Теперь Эдик мучает нас непрерывной болтовней и понуканиями. Он приехал к нам в гостиницу с утра и сразу начал попрекать нас, что мы еще пьем кофе. Видим мы его первый раз в жизни.

– Ну. Долго вы будете копаться? Вы всегда так? Ведь договорились в десять. Меня же ж люди ждут. Вы с Харькова? Нет? Почему? Из Москвы? Вы Володю знаете?

– Эдик, может быть, вы хотите кофе? Завтрак?

– Собственно, я только что от стола, но даром почему не покушать, – живо откликнулся Эдик. – Всегда надо даром кушать.

Мы сидели и терпеливо ждали, пока Эдик покушает. Потом он провел нас к своей машине, которая уже была набита битком. В машине были: приятель Эдика с навечно разочарованным выражением лица, сынишка приятеля Эдика, две сумки приятеля Эдика с торчащими бадминтонными ракетками, свертки с едой и бутылки с водой. Пока Эдик кушал, вода нагрелась, приятель истомился, а сынишка взмок и спал, открыв рот.

– Я Миша, – уныло шепнул приятель.

– А это ваш сын?

– Десятый, – вздохнул Миша. – Ну что Черномырдин? Сняли?

– Вы там сзади как-нибудь, – распорядился Эдик.

Теперь он говорит беспрерывно, называя, как Адам, все предметы, встречающиеся на нашем пути.

– Это – горы, – говорит он. – Горы. Видите? – горы. Мы сейчас едем на восток через горы. Над горами – небо. Небо видите? Смотрите направо. Голову пригните. Видите, там небо? Вон верблюд. Это верблюд. Вон бедуины. Грязь от них. Вот дорога поворачивает. Мы едем через пустынные горы.

– Провинция, – ворчит Миша. – Разве это страна? Это же провинция!

Вдруг Эдик притормаживает.

– Так. Выйдите и сфотографируйтесь.

– Зачем?

– Так надо. Видите – отметка: уровень моря. Сейчас поедем ниже уровня. Выходите.
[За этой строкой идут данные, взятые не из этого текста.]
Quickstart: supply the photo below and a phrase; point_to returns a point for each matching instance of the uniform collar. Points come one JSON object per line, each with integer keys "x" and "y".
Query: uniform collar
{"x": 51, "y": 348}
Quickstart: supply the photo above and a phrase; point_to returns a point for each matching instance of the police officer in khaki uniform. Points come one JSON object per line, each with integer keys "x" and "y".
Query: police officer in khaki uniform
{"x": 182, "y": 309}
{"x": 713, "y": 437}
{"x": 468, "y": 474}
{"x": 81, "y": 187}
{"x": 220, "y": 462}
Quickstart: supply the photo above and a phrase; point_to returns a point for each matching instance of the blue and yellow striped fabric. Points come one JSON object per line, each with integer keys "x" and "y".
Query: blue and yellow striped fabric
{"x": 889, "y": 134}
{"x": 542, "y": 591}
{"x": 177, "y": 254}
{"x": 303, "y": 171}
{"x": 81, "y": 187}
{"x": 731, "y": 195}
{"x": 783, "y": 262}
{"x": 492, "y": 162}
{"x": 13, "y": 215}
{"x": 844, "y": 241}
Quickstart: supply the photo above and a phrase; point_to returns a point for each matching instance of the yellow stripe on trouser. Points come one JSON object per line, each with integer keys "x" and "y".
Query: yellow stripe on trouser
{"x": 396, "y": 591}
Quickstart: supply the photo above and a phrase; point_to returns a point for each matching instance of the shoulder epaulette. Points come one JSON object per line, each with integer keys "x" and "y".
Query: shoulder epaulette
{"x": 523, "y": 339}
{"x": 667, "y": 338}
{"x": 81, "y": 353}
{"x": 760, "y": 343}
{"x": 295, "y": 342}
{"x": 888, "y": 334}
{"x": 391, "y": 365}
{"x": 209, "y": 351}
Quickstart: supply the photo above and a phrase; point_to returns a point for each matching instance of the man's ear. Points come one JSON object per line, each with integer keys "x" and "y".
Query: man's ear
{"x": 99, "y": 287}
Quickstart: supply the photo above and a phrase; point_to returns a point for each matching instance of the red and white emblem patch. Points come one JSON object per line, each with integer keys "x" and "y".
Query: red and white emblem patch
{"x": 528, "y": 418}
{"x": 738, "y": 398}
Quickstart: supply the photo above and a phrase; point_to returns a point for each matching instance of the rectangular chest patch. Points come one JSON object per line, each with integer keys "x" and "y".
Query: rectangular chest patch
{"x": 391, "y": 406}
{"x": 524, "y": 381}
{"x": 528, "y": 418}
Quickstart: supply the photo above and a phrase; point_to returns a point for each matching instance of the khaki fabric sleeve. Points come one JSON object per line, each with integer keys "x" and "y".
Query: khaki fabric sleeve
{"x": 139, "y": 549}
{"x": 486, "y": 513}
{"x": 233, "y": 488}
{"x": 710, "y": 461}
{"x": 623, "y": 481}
Мы покорно выходим и фотографируемся. Сынишка приятеля Миши проснулся и хочет пить. Мы поим сынишку. Дорога бежит дальше, дальше, поворачивая среди серо-желтых камней, горных куполов, бесплодных разломов, пустых и древних, необитаемых от сотворения мира. Вдруг все кончается, обрывается разом; открывается простор, машина поворачивает направо, в мертвые, каменные, слюдяным, соляным блеском посверкивающие пустыни. Солнце слепит, соль блестит, налево впереди – тяжелая, серебристая синева Мертвого моря, направо – розовато-песочные обрывы скал, тишина и красота. Пустыня разворачивается, раскручивается навстречу, как библейский свиток, чистая, прокаленная солнечным жаром, просвистанная ветром. На востоке мутно синеют Моавские горы, там – другая страна. Где-то там, чуть севернее, там, где течет Иордан, показывают рукой на ту, на другую, на синюю, на Моавскую сторону: там остановился Моисей и увидел с горы страну обещанную, страну обетованную, желтую, соляную, серебряно блестящую на свету, зеленую, цветущую, усыпанную по весне кровавыми маками, звездчатыми анемонами, страну, текущую млеком и медом, такую близкую и такую недоступную: перейти Иордан ему было не дано. Где-то там могила Моисея; ее тоже показывают рукой: вон там. Нет, вон там. Нет, не там, а там.